浮世絵師の歌川国貞(三代目歌川豊国)による役者絵です。1863年の作品となります。
五代目 板東彦三郎が演じる斎藤実盛が描かれています。
歌舞伎の「実盛物語」に登場する実盛は平安時代末期の武将で、
元は源氏に仕えたが、時勢の流れで平家に仕えるようになった人物です。
年老いて白髪になっても、墨で黒く染めて若々しい姿で大将らしく戦に挑み、討死するという勇ましさや、平家と源氏の板挟みになる悲劇性を持つ役です。
衣装には平家の揚羽蝶紋(あげはちょうもん)が大きく描かれています。
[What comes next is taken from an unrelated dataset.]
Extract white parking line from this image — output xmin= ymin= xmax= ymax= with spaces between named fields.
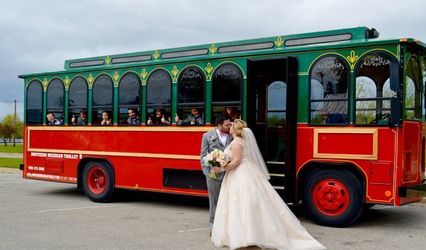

これは歌舞伎衣装の典型的なもので、「この人物は平家や源平合戦に関わりのある人物」と一目で観客に伝えるための仕掛けです。
また、歌舞伎の慣例で、青は源氏方を象徴し、赤は平家方を象徴することが多いです。
本作の衣装は青を基調に、赤を差し色にしていることで、
実盛が現在は平家の人間だが、源氏の恩義を忘れていないことが示唆されます。
また、左の豊国のサインの近くに「七十七歳」とあり、これは豊国が77歳の時の作品だと分かります。
江戸後期、特に三代目豊国は晩年に自分の年齢をサインの横に書くことがよくありました。
長寿を誇るサインの一部として入れています。